The biggest threat AI poses to learning isn’t cheating. It’s the slow, almost invisible drift in how students decide what’s any good. Bearman, Tai, Dawson, Boud, and Ajjawi (2024) make that case in their paper on developing evaluative judgement for the generative AI era, and I think the paper gets the question right in a way most of the assessment-and-AI literature has missed. They argue that “AI has widened the gap between our capability to produce work, and our capability to evaluate the quality of that work” (p. 903). That sentence is the whole paper in one line.
What Evaluative Judgement Actually Is
Bearman et al. (2024) define evaluative judgement as the ability to judge the quality of work, your own and others’. The capability has two parts. First, you need an internal sense of what counts as quality in your discipline. Second, you need to apply that sense to specific pieces of work, not just rules in the abstract.
Without both parts, AI outputs slip past students unchallenged. The bot writes a confident paragraph. The student reads it. The student doesn’t know what’s missing because the student doesn’t yet know what good work in this domain looks like.
The framing aligns with what Bearman, Nieminen, and Ajjawi (2023) argued earlier in their paper on designing assessment in a digital world, which I’ve covered before. Pedagogy has to teach the judging, not just the producing. AI handles the producing now.

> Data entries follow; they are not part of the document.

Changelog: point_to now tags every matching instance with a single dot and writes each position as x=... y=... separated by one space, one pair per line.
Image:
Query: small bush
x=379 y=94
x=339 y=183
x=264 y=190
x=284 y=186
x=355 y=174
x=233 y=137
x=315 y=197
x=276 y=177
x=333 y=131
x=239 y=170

The Three-Fold Framework Bearman et al. Propose
The core contribution is a framework with three points of intersection between AI and evaluative judgement. The first is the obvious one: students need to learn to judge AI outputs. Students also need to judge their own AI processes, including how they prompt, when they iterate, and when they should disengage entirely on ethical grounds. The third move surprised me. AI itself can be used to assess students’ evaluative judgements. A student tries to judge a piece of work, then asks AI to judge the same piece, then compares.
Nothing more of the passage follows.